I worked with Camp Fire staff to prepare our students for the visit, letting them know that the environment might be pretty stark, and perhaps not every resident would be able to welcome them with open arms. Middle school students can be a raucous bunch, to say the least, so we also discussed our expectations for their behavior. We hoped that they would be polite and calm, and that they could see past the medicalized surroundings to have an intergenerational experience, and also give back to those without much connection.
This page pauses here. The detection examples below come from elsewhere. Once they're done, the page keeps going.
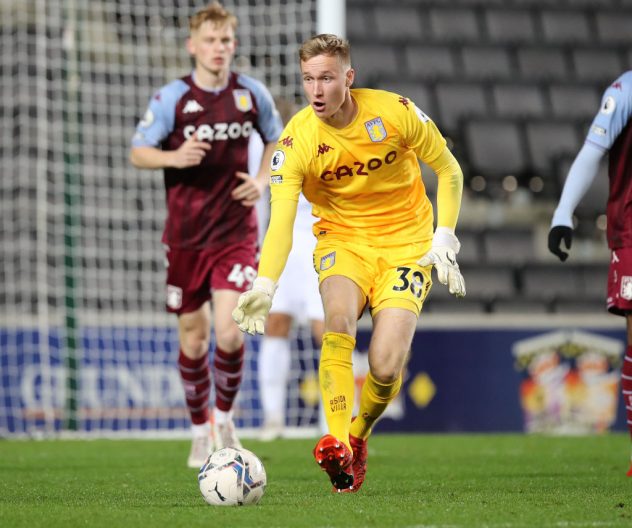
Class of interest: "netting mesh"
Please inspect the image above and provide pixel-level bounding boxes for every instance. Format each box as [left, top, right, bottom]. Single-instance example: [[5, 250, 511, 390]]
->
[[0, 0, 315, 434]]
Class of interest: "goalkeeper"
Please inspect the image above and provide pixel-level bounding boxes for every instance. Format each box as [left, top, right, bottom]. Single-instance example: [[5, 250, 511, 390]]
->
[[233, 34, 465, 492]]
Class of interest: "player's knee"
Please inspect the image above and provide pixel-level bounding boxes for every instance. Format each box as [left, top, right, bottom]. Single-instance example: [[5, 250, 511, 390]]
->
[[325, 314, 357, 336], [215, 326, 244, 353], [371, 365, 401, 385], [180, 332, 210, 359]]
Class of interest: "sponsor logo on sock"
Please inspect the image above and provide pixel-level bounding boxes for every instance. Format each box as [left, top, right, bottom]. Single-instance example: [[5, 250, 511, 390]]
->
[[329, 394, 347, 412]]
We walked around and delivered cards to folks in their rooms. In one instance, an older gentleman followed us around with his walker after receiving his card because he enjoyed just being in the presence of young people. When we left, he was in tears because he was so touched by the card and the visitors. Five of our students met Hattie, a lively older lady who immediately got the students dancing, chatting, and talking with her.
We found out that some of these seniors would not see their families for the holidays, and some of our students shared that they are also not in contact with their own grandparents and missed having older people in their lives.
Hattie connected with the students more than anyone else we met that day. They were all in fits of laughter, showed Hattie how to twerk (much to my chagrin), and she gave them Juicy Fruit gum. At the end, one of the students gave her a huge hug and called Hattie her best friend.
Finally, I headed over to Peninsula Middle School to assist them with care packages for people experiencing homelessness. We work to help students identify what is most helpful when assisting others, not just what might make them feel good. With this intention in mind, the students were connected via our Youth Volunteer Corps staff member to the Portland Rescue Mission to collect the highest-need items (cough drops, socks, high protein food, water, dog food, sanitary products, soap, and chapstick) and shopped for those things. The students wanted to have a direct impact by not just raising money to give to an organization, but to pick out and “shop” for individual people. Each student put thought into those they were shopping for, and imagined who might wear this pair of socks, or eat that granola bar.
At the end of every service-learning project, we ask students to reflect on their experience. After putting together the care packages during Camp Fire programming, the youth described a new compassion they felt for those experiencing homelessness. Here is one student reflecting on her transformative experience in a video from this project.
I am so proud of the work that our Middle School students are doing every day. They’re engaging deeply with Camp Fire and investing in their own academics, connections to each other, and their community impact. They are improving their attendance, navigating conflict successfully, and deepening their compassion for others. It’s wonderful to see them growing so much.
(Pictured: Camp Fire youth in action. Top: Harrison Park Middle School student at Fernhill Estates. Middle: Peninsula Middle Schoolers with care packages for people experiencing homelessness.)